Hello,
It’s been a while since I’ve watched the courses (I watched v2 sometime early/mid last year). I was thinking about trying to build a CNN with embeddings to do time-series forecasting. My proposed initial architecture is something like the following:
- Create datetime-related features (month, day of week, percentage of month, year)
- Create event-related data (holidays, local events)
- Embed the categorical features (event data, month, day of week)
- Concatenate the features for each day
- Convolve the features with different window sizes (+/- 7, 5, 3 days)
- Batch norm/convolve repeat…
- Output a prediction vector for 31 days at a time
My biggest issue is figuring out how to appropriately perform the embeddings for event-related data. Initially, I was going to use only holiday-related events, which are generally mutually exclusive. However, if I allow for local events that my collaborators think will be relevant to the prediction, they are no longer necessarily mutually exclusive (as a concrete example, there may be a music festival and a large conference going on in the same city on the same day).
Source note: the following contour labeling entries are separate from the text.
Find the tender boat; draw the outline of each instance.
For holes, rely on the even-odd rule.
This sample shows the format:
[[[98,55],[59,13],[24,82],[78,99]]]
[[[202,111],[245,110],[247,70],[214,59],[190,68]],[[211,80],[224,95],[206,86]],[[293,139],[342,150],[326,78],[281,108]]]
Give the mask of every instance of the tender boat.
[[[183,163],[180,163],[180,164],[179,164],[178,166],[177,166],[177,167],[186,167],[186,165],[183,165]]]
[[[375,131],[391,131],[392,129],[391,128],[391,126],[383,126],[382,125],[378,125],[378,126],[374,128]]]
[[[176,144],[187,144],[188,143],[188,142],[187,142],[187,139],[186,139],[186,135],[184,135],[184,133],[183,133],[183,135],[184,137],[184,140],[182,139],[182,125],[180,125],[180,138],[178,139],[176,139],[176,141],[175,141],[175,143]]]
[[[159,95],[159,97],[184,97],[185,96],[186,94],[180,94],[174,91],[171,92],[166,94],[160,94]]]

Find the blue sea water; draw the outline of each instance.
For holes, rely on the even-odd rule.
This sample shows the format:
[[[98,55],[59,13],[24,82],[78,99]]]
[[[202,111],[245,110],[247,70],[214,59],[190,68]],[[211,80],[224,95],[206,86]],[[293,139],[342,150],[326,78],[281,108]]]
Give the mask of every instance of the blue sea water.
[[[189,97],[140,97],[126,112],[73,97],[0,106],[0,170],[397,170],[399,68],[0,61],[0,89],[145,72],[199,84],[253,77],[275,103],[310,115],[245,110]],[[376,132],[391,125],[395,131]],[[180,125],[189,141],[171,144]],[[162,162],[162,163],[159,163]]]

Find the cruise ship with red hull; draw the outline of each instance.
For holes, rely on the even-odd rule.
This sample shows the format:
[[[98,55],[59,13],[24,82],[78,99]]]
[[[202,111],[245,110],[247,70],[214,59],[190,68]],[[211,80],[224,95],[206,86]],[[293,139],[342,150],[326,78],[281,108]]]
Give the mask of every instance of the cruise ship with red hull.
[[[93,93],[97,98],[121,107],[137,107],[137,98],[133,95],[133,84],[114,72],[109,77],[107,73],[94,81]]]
My question becomes: how do I embed something like “events on day X” where the events that occur on “day X” could be 0, 1, 2, 3… elements long? The simplest thing I can think of would be to embed each one individually, then add them all together (they are just vectors, after all). But this doesn’t feel appropriate. Could I alternatively assume a “longest length” (i.e., most number of events, say 5), encode each event with a number, then use the sorted vector (i.e., [12, 345, 451, 99999, 99999], where 99999 is a stand-in for “no event”) as the key for my embedding lookup?
Is there a better way that someone could think of? I suppose I should just try both of the above suggestions, but if someone has some experience in this sort of thing that I can leverage, that’d be great.